Eight minutes prior to the EAT hearing commencing, counsel for the appellant approached me and said that if the Trust were to agree to the judgment being set aside, the appellant would forthwith withdraw his claim in the ET, thereby obviating the risk of having to re-run the entire case two years after it originally took place. A careful review of the authorities on apparent bias in advance of my trip to London had not inspired overwhelming confidence that the EAT would dismiss the appeal. Further, and not surprisingly, there was no appetite at the Trust to risk a re-hearing.

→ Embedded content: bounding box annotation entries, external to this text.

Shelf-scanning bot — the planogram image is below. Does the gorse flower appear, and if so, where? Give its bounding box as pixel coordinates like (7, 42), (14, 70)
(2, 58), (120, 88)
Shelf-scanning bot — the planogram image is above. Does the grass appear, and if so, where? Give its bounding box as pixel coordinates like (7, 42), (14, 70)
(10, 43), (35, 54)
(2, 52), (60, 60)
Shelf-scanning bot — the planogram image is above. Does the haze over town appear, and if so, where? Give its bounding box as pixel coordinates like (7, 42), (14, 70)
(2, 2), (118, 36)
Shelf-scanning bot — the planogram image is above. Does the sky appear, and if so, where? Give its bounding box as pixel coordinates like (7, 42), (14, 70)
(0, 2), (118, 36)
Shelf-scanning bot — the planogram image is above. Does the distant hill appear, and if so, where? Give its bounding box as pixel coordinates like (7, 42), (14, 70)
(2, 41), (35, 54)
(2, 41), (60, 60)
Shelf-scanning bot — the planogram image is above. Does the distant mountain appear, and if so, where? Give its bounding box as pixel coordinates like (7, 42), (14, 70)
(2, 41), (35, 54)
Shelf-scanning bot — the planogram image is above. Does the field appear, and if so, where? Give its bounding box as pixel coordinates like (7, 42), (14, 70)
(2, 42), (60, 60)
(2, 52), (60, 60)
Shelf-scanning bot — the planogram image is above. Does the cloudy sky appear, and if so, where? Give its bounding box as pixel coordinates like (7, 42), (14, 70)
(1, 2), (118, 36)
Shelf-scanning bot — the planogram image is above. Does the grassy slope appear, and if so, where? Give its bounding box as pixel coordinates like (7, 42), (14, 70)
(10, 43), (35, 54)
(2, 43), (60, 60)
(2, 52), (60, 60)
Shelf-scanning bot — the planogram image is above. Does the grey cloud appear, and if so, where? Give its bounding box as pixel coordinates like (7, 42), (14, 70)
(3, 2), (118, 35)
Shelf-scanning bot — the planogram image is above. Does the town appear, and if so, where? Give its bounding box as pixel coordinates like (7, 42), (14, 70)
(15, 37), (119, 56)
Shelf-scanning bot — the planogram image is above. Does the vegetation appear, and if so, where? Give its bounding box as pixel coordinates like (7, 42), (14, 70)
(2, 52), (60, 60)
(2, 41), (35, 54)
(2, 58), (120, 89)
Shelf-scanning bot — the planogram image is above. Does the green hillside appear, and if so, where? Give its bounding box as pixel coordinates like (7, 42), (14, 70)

My instructions, therefore, were to consent to the proposal.
A full tribunal, presided over by HHJ Eady QC, had been set down to hear the case. Counsel for the appellant explained the nature of the accord. The Judge observed that, though neither she nor her colleagues had reached a concluded view, on paper, and subject to argument, they could see force in the appeal. After inviting submissions on the authorities (which the EAT required despite the agreement in principle,) the appeal was allowed. Significant emphasis was placed by the EAT on paragraph 25 of Locabail and, in particular, the following passage:
“…A real danger of bias might well be thought to arise if … for any other reason, there were real ground for doubting the ability of the judge to ignore extraneous considerations, prejudices and predilections and bring an objective judgment to bear on the issues before him…”
The EAT felt, notwithstanding that the person accused of apparent bias was a Member and not an Employment Judge, notwithstanding that those who could recollect the Member were nurses who had been involved with the Member’s treatment on a relatively limited basis (as opposed, say, to consultants directing his care), and notwithstanding that the Member could not recall the nurses at all, that it would be difficult for the Member to ignore the information that had been brought to his attention.
The moral of the story, therefore, is that when faced with a situation which gives rise to a perception of a conflict of interest, one must not immediately assume that overcoming the threshold for apparent bias will be excessively onerous. Indeed, it is worth keeping in mind the most oft quoted test for apparent bias, namely that articulated by Lord Hope in Porter and another v Magill  UKHL 67:
“The question is whether the fair-minded and informed observer, having considered the facts, would conclude that there was a real possibility that the tribunal was biased.”
NB. Neither the ET nor the Member have been identified herein to protect the Member’s privacy. The EAT declined to order a public transcript.